Com apoio da Fundação Guggenheim, começou a produzir Faces da Floresta, projeto de documentação sobre as comunidades indígenas que habitam o norte da Amazônia, em 1994. Publicou esse trabalho em um catálogo (Throckmorton Fine Art, Inc), em 1997, e posteriormente, nos Estados Unidos, no livro Faces of the Rainforest – The Yanomami (powerHouse Books, 2002).
Em 2000, algumas imagens de sua autoria foram incluídas no livro Darkness in Eldorado (W.W.Norton), do antropólogo Patrick Tierney. Nessa obra, o autor relata um suposto genocídio que teria ocorrido entre os Yanomami, promovido por um antropólogo e um geneticista. Este mesmo caso foi tratado pelo cineasta José Padilha no documentário Segredos da Tribo, lançado em 2010 (trailer aqui). A versão brasileira já não inclui fotos de Valdir.
Em 2004, Faces da Floresta foi finalmente publicado no Brasil pela editora Cosac & Naify. Com prefácio da ex–ministra Marina Silva, a obra intercala imagens em preto-e-branco com relatos de viagem.
A obra de Valdir surge como um complemento necessário à iconografia dos Yanomami, bastante conhecida, dentro e fora do universo fotográfico, pelo olhar devotado e pela militância política de Claudia Andujar, em cuja obra há um foco nítido na celebração da cultura Yanomami, em consonância com sua atuação política e dedicação em defesa desse povo. Por outro lado, Valdir retrata especialmente a questão da saúde dos Yanomami, como por exemplo o efeito de doenças como a oncorcencose (também chamada de “cegueira dos rios”), a malária e o bicho-do-pé. Seu olhar clássico é talhado na tradição pictórica de dois Edwards: Curtis (que se dedicou aos índios norte-americanos no começo do século passado) e Steichen (um dos pais da fotografia moderna).

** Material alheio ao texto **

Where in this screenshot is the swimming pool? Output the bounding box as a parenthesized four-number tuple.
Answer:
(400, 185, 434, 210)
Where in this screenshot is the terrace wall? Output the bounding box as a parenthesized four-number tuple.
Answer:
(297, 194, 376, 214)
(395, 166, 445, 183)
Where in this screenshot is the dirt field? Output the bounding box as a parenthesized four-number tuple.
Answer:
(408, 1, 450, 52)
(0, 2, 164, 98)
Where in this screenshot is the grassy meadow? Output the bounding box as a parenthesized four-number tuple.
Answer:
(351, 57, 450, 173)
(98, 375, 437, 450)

Segundo Rubens Fernandes Jr.,
…neste permanente confronto, entre uma agradável organização formal que denota o predomínio de uma elaborada sintaxe visual, e uma temática impactante e desagradável, Valdir Cruz consegue desenvolver seu ensaio com a cumplicidade necessária para produzir o efeito do estranhamento prolongado. Sua fotografia, uma espécie de manifesto visual serializado, consegue sensibilizar nossa imaginação e denotar uma última centelha capaz de incendiar nossa consciência sobre a necessidade de dar condições para a preservação da diversidade étnica ainda existente em nosso país. (2004).
ENTREVISTA – 14/10/2013
No seu livro Faces da Floresta (2004), você conta que começou a pensar em um projeto sobre os índios do Brasil após conhecer o Davi Kopenawa Yanomami, em Nova York, em 1994. O que te chamou a atenção naquele momento?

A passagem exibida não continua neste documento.